Web servers implement basic authentication in many ways. If they don't do what you need, create your own scheme.
Jon Udell
The user/password dialog box (
see the figure
) is familiar to every Web user. You encounter it when you try to fetch a URL that is protected. If you type in a user name and password that the Web server will accept, the request will retry and succeed. Otherwise, it will retry and fail, with a message such as "Authorization Required."
This simple scheme has a surprising number of permutations. Web servers, for example, can declare protected zones in very different ways. You can protect scripts as well as documents
. There are all sorts of ways to manage lists or databases of users, passwords, and groups.
This month, I'll review the authentication features of my two favorite Web servers -- Internet Information Server (IIS) and Apache.
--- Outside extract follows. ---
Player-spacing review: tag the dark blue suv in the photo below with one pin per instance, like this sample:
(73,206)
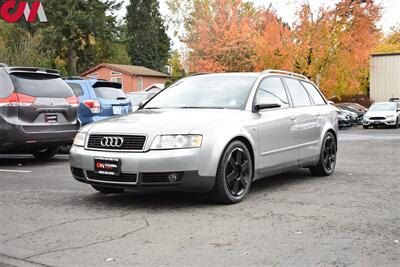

But first, by way of background, I'll show how I added HTTP authentication to ByteCal, my servlet-based group calendar (see
http://www.byte.com/art/9708/sec8/art1.htm
).
Authentication with ByteCal
If you run ByteCal under the Java Web Server (JWS), which supports HTTP authentication, you can protect it as you protect any other resource. Just run the JWS server-administration applet and associate ByteCal with a list of authorized users. But what if you run ByteCal under Acme.Serve, a Java-based Web server that does not
support HTTP authentication? To explore how basic authentication works, I added authentication to ByteCal, so that the servlet itself, independently of any protection that its host may or may not provide, can authenticate users.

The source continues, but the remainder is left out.